FRANKFURT (Reuters) – Germany’s carmakers only have a 50 percent chance of surviving as leading players in the auto industry unless they transform to meet new regulations and adapt their supply chains, Volkswagen (VOWG_p.DE) Chief Executive Herbert Diess said on Tuesday.
FILE PHOTO: Herbert Diess, Volkswagen’s new CEO, speaks during the Volkswagen Group’s annual general meeting in Berlin, Germany, May 3, 2018. REUTERS/Axel Schmidt
The need to produce batteries and electric cars, rather than combustion engines, and the emergence of new geopolitical threats, is forcing automakers to accelerate deep-seated reforms which pose an existential threat to some players, he said.

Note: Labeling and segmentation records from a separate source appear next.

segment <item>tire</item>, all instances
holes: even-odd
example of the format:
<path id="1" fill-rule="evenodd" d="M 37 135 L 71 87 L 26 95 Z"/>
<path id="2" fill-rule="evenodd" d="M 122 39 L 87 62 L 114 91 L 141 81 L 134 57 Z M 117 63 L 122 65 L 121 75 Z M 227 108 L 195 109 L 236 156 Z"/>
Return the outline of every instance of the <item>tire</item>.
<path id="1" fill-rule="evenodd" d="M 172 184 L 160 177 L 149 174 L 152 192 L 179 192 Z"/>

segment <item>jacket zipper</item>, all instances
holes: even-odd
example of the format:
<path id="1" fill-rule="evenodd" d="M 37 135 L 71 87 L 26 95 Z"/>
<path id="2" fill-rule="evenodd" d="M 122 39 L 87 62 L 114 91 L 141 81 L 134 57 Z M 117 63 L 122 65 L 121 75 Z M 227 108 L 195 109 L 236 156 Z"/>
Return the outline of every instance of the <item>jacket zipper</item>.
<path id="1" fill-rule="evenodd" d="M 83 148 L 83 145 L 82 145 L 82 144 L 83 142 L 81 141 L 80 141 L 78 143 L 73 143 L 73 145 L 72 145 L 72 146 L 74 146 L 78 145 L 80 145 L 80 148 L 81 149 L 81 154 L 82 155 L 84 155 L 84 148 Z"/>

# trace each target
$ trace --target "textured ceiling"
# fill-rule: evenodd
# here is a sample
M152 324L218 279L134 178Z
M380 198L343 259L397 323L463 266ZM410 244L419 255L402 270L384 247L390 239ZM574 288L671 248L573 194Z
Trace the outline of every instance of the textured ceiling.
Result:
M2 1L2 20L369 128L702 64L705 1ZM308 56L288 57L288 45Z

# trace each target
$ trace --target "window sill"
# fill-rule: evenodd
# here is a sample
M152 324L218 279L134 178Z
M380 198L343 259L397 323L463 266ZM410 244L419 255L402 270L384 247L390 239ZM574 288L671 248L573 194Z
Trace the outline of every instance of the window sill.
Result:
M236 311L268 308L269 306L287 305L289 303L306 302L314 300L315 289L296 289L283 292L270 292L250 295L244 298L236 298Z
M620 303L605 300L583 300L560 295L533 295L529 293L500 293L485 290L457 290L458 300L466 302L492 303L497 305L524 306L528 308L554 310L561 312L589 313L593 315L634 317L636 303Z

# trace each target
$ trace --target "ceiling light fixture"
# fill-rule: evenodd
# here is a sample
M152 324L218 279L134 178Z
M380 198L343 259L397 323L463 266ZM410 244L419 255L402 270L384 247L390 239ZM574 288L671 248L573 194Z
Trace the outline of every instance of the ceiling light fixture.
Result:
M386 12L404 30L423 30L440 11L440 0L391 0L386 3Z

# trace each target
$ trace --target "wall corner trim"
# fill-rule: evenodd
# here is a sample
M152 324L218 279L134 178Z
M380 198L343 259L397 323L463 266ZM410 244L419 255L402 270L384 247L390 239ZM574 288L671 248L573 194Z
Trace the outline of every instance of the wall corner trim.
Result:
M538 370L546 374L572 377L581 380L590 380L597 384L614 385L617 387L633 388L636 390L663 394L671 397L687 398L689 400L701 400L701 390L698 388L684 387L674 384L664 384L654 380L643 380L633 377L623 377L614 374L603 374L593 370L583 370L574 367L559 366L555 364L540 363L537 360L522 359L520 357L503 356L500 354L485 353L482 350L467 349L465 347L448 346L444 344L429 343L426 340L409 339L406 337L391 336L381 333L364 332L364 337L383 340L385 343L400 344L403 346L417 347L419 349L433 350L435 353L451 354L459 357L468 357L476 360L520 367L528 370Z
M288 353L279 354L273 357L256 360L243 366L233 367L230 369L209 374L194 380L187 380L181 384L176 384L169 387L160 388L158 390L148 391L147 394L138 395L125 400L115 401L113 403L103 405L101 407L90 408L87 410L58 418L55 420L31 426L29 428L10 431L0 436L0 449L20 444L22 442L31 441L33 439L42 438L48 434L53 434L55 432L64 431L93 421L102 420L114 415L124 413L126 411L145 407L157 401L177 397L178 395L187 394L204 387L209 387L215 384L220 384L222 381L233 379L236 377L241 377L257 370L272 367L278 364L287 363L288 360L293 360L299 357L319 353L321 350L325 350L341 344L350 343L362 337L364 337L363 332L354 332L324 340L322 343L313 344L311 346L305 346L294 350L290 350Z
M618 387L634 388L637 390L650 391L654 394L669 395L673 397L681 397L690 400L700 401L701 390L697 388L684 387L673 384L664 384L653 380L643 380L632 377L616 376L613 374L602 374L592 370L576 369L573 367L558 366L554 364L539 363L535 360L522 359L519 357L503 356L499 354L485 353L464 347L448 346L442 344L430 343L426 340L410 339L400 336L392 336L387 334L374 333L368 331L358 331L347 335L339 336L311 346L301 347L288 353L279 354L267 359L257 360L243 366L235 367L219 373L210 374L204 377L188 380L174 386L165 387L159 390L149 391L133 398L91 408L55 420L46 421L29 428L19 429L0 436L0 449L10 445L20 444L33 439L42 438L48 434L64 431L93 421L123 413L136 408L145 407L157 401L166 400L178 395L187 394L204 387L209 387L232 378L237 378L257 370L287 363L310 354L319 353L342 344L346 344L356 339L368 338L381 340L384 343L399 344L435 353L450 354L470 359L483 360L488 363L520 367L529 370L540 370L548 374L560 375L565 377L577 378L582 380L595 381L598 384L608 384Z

“From today’s point of view the chances are perhaps 50-50 that the German auto industry will still belong among the global elite in 10 years’ time,” he said.
The push to cut carbon dioxide pollution and nitrogen oxide emissions now amounts to a campaign against individual mobility and against cars, Diess said.
“We are all used to the fact that we have flourishing industrial metropolises around the central manufacturing plants of German carmakers and their suppliers, places where people like to live and work, but that’s not guaranteed for eternity,” Diess told a conference in Wolfsburg.
“If you look at the former bastions of the auto industry like Detroit, Oxford-Cowley or Turin, you understand what happens to cities when once powerful corporations and leading industries falter,” he added.